DISSERTATION ABSTRACT
Nancy Jane McKenney
The Chamber Music of Miklós Rózsa
(2002)
The Hungarian-American composer, Miklós Rózsa (1907-1995), is best known for his film music, which includes Oscar-winning scores for Spellbound (1945), Double Life (1948), and Ben Hur (1959). However, Rózsa also composed a substantial body of music for the concert hall, including chamber music. Nine of his numbered opuses fall under the category of chamber music (i.e. a work for two or more instruments with one player on a part): the String Trio, Op. 1; the Piano Quintet, Op. 2; the Variations on a Hungarian Folksong, Op. 4; the North Hungarian Folk Songs and Dances, Op. 5; the Duo for Violin and Piano, Op. 7; the Duo for Violoncello and Piano, Op. 8; the Sonata for Two Violins, Op. 15; the String Quartet No. 1, Op. 22; and the String Quartet No. 2, Op. 38.
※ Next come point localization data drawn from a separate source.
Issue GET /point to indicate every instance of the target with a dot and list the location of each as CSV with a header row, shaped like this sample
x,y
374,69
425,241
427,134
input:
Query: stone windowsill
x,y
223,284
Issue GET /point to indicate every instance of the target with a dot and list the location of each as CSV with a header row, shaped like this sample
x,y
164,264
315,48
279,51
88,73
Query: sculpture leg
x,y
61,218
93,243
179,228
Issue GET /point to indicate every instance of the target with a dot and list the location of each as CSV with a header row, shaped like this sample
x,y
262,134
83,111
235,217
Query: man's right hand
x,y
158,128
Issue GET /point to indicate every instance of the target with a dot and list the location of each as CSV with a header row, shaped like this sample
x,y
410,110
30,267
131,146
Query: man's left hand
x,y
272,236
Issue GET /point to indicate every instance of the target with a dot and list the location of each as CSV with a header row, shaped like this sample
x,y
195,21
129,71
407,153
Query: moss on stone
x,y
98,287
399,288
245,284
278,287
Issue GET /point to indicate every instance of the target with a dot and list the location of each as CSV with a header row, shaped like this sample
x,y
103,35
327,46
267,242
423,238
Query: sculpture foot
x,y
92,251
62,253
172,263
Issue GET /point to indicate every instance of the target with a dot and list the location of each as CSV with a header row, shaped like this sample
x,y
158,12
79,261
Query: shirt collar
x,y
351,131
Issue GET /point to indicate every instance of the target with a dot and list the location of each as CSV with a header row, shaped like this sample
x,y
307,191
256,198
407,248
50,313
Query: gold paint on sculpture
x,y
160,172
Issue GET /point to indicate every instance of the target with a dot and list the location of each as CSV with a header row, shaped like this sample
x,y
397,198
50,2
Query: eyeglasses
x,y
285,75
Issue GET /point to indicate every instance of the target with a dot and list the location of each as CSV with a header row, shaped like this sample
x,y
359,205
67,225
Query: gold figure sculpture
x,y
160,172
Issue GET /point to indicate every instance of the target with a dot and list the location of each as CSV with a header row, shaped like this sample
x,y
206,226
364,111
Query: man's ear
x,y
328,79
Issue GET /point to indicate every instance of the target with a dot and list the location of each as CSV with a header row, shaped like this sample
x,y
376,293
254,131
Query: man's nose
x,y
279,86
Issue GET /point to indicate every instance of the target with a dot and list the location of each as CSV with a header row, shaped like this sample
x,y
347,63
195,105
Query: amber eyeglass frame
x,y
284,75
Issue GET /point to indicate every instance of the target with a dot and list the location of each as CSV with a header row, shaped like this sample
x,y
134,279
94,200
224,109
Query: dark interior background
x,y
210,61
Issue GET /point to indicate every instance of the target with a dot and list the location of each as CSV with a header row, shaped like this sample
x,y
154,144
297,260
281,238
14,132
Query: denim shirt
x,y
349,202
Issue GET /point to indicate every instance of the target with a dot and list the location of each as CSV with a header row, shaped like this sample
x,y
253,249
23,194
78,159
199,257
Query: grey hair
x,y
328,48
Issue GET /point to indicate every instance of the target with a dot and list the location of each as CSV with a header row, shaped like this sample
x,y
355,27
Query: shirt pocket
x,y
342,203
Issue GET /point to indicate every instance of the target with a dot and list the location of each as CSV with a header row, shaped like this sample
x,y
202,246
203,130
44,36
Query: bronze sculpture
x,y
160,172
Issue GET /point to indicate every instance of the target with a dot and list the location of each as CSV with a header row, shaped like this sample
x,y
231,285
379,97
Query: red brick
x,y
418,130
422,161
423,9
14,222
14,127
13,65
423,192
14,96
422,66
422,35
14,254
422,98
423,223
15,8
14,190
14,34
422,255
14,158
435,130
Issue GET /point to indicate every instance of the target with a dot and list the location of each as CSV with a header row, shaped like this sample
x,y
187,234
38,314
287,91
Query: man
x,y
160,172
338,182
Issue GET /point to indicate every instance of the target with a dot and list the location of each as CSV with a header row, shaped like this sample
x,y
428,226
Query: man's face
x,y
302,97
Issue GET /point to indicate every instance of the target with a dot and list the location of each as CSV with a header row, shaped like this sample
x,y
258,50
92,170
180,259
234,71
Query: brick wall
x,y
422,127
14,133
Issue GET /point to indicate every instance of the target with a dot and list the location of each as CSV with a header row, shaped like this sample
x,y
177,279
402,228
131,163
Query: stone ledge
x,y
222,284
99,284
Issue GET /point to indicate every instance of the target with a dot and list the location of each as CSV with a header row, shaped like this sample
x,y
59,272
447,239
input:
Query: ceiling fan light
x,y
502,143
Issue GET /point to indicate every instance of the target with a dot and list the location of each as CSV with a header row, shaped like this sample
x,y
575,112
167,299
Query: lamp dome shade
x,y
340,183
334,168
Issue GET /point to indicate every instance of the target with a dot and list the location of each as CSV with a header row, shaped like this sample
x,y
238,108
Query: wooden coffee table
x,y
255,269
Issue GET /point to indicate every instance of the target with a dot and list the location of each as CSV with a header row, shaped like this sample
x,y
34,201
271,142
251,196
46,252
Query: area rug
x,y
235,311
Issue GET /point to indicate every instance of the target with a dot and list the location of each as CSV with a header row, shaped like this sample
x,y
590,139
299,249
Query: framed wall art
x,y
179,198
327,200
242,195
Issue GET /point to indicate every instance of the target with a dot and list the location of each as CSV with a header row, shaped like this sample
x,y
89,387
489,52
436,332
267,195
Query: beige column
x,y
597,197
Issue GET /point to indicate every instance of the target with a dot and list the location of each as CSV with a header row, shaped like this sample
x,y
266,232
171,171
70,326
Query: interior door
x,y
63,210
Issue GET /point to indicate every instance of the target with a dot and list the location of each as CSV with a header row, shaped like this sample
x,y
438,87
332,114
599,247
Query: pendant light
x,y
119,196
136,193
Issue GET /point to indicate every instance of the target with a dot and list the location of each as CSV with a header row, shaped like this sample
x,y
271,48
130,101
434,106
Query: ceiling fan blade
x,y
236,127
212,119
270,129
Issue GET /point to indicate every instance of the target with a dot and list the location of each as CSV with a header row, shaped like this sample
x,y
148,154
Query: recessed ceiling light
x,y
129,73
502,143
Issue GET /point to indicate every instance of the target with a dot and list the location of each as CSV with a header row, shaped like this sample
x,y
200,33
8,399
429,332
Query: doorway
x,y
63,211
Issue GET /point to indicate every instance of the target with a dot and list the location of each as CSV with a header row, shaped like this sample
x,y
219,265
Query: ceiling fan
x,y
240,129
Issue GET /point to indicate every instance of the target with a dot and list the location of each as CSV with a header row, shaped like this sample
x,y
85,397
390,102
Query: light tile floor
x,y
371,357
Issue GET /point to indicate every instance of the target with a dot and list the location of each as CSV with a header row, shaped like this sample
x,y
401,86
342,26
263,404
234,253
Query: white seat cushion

In this study Rózsa’s chamber music is analyzed stylistically according to Jan LaRue’s parameters of melody, harmony, rhythm, sound, and form. The analyses reveal that Rózsa’s chamber works are strongly influenced by Hungarian folksong, particularly in regard to the types of themes he employs. Other influences on his musical style include French Impressionism and the contrapuntal style of the German composer Max Reger. Rózsa’s late chamber works, the two string quartets, also show the influence of motivic and developmental techniques Rózsa developed in his work as a film composer. The string quartets exhibit a much higher level of dissonance than the early chamber works. The string quartets may have been influenced by Rózsa’s experience writing music for film noir, a popular movie genre of the 1940s and 1950s characterized by dark, depraved characters in a violent urban environment. Rózsa’s music for such films is highly dissonant and filled with strong accents and jagged rhythms. As his string quartets also exhibit these characteristics and follow the film noir scores chronologically, the quartets may have been influenced by the film music. However, it was revealed that Rózsa’s music was gradually becoming more dissonant and less Impressionistic even before he began to compose for film noir. Therefore, though there are numerous stylistic similarities between Rózsa’s string quartets and his film noir scores, it is not possible to say conclusively which musical genre had the greater influence on the other.